On Waco3's freelance proposal platform, the AI generates proposal sections by analyzing freelancer profiles and matching them against a client brief. The first version of the UI showed the generated proposal sections with no indication of how each section was produced. The quality was good. User trust was low. Clients kept asking which freelancers the proposals were drawing on, and the interface had no answer.

The redesign added a receipts layer. Each proposal section carries a small, unobtrusive indicator: a row of avatar thumbnails showing which freelancer profiles influenced that section, with a tooltip showing the specific signal — "strong match on timeline management, referenced in 3 proposals." Clicking through opens a drawer with the full context: the relevant excerpts from each profile, the weighting factors, and a note if the section drew on fewer profiles than expected (a signal that this part of the brief had weaker coverage in the available pool).

The change had two effects. Clients could now understand why a proposal looked the way it did and ask targeted follow-up questions — "can we find more freelancers with X experience?" instead of "the proposal doesn't feel right." And proposal acceptance rates improved because clients were making decisions based on visible reasoning rather than having to trust an opaque output.


Designing the receipt without cluttering the primary UX

The receipt should not compete with the output for attention. A reasoning trace that takes up 30% of the page is not a receipt — it's a different document. The design goal is: the primary output is prominent and readable; the receipt is findable and complete.

Three patterns that work:

Always-visible summary, full detail on demand. A single line beneath the output — "Generated from 4 sources · 94% confidence" — gives the user enough to know a receipt exists and whether to look at it. Clicking or expanding shows the full detail. This is the right pattern for most outputs.

Inline provenance markers. For long-form outputs — a generated document, a multi-part recommendation — individual sections or sentences can carry markers that link to their source. Think footnote-style, but interactive. This is high-design-effort but valuable for outputs where different sections have different sources and confidence levels.

Receipt-first disclosure for consequential decisions. If the AI is influencing a hiring decision, a financial recommendation, or a medical summary, the receipt should be part of the primary flow — not hidden behind a disclosure toggle. The output and the reasoning should appear at the same level of visual hierarchy.


The difference between a receipt and a disclaimer

A disclaimer says: "AI can make mistakes." It's a legal hedge, not a design pattern. It asks the user to extend general skepticism to every output, which is functionally useless — general skepticism doesn't help a user evaluate a specific output.
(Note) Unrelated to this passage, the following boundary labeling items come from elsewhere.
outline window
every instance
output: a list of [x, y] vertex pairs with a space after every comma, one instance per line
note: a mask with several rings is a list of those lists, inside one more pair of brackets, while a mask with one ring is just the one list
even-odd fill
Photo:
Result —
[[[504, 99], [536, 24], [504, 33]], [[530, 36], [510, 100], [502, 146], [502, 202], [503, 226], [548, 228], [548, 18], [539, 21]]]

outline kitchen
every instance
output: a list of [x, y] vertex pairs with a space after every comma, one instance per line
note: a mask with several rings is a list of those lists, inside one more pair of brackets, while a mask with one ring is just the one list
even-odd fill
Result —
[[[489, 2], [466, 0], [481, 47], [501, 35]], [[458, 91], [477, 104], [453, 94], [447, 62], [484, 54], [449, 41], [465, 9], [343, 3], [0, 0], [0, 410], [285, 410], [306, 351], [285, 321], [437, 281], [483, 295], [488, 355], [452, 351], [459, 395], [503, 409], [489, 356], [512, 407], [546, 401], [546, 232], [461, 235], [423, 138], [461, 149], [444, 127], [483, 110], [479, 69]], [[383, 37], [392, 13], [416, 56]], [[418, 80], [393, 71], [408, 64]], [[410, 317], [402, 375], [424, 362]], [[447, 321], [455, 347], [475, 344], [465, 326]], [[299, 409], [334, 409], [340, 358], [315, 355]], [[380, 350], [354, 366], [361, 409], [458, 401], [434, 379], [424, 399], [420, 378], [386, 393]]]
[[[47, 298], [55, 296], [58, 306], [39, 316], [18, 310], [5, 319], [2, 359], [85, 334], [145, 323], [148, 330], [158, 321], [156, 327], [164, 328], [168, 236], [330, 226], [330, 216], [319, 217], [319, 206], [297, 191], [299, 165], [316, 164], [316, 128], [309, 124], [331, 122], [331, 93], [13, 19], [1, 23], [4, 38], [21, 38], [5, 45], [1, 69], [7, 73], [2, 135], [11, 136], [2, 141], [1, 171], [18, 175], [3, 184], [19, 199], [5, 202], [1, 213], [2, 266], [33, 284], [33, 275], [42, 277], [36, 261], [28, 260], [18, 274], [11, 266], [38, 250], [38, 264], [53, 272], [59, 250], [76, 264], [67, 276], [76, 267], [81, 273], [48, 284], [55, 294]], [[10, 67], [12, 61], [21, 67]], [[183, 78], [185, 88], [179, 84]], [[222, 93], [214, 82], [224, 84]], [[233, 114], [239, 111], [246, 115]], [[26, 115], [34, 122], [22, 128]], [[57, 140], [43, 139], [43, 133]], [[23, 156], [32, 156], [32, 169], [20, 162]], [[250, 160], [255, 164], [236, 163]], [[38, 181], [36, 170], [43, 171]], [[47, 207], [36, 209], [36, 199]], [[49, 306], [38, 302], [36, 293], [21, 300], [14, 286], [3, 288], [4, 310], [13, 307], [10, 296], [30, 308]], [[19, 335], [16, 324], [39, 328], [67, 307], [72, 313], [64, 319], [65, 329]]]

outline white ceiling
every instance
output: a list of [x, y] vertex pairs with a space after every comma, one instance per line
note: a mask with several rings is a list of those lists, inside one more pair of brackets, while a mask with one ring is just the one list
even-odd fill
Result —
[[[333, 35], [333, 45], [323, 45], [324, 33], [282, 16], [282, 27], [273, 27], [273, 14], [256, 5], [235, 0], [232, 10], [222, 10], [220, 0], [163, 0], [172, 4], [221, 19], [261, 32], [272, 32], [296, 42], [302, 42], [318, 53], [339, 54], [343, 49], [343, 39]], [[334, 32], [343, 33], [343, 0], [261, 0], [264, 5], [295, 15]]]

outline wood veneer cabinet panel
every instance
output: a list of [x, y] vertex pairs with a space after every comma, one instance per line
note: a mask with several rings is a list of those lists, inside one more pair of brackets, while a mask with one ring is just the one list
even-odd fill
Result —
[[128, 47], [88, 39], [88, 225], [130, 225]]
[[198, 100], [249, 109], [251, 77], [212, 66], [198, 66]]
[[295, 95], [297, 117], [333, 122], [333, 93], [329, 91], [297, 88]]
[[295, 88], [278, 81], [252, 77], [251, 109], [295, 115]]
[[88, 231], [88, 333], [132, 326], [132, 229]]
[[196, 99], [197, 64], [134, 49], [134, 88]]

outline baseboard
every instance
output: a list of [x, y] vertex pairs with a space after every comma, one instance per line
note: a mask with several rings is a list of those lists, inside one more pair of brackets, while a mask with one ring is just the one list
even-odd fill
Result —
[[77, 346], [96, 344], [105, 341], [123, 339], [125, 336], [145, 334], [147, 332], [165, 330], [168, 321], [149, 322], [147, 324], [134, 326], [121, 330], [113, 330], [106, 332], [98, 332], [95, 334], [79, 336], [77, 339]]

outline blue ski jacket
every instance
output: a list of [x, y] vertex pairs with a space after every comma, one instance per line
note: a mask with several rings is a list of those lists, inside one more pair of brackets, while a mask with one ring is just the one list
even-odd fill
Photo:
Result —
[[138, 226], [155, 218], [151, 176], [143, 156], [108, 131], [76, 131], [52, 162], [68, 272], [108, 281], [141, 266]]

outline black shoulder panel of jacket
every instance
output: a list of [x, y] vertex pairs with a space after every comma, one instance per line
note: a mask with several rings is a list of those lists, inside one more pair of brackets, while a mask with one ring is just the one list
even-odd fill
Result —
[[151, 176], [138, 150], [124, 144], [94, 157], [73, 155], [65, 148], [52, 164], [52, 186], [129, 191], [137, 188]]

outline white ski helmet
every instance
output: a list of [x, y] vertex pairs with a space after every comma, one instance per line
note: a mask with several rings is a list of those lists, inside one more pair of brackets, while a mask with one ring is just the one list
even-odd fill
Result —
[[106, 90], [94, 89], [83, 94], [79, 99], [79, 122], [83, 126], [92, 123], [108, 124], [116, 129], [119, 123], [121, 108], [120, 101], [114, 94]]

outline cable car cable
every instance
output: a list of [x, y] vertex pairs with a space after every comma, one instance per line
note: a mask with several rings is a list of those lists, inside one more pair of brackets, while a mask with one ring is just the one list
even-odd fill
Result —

A receipt says: "Here's what this specific output was based on." It gives the user something to reason about. They can see whether the sources are relevant, whether the confidence is appropriate, whether the context the AI used matches the context they intended to provide. They can act on that information.

The test for whether an AI interface should tell you what happened is whether a user can read it and make a specific decision. "AI can make mistakes" doesn't help anyone decide whether to accept a recommendation. "This recommendation is based on Q3 2025 revenue data and doesn't include the Q4 figures you uploaded last week" gives the user a specific, actionable reason to verify or override.

That specificity is what separates receipts from disclaimers. Design for the specific, not the general. The trust you build with a receipt is earned trust — it compounds. The trust you ask for with a disclaimer is borrowed trust, and you'll pay it back in user abandonment when the output fails.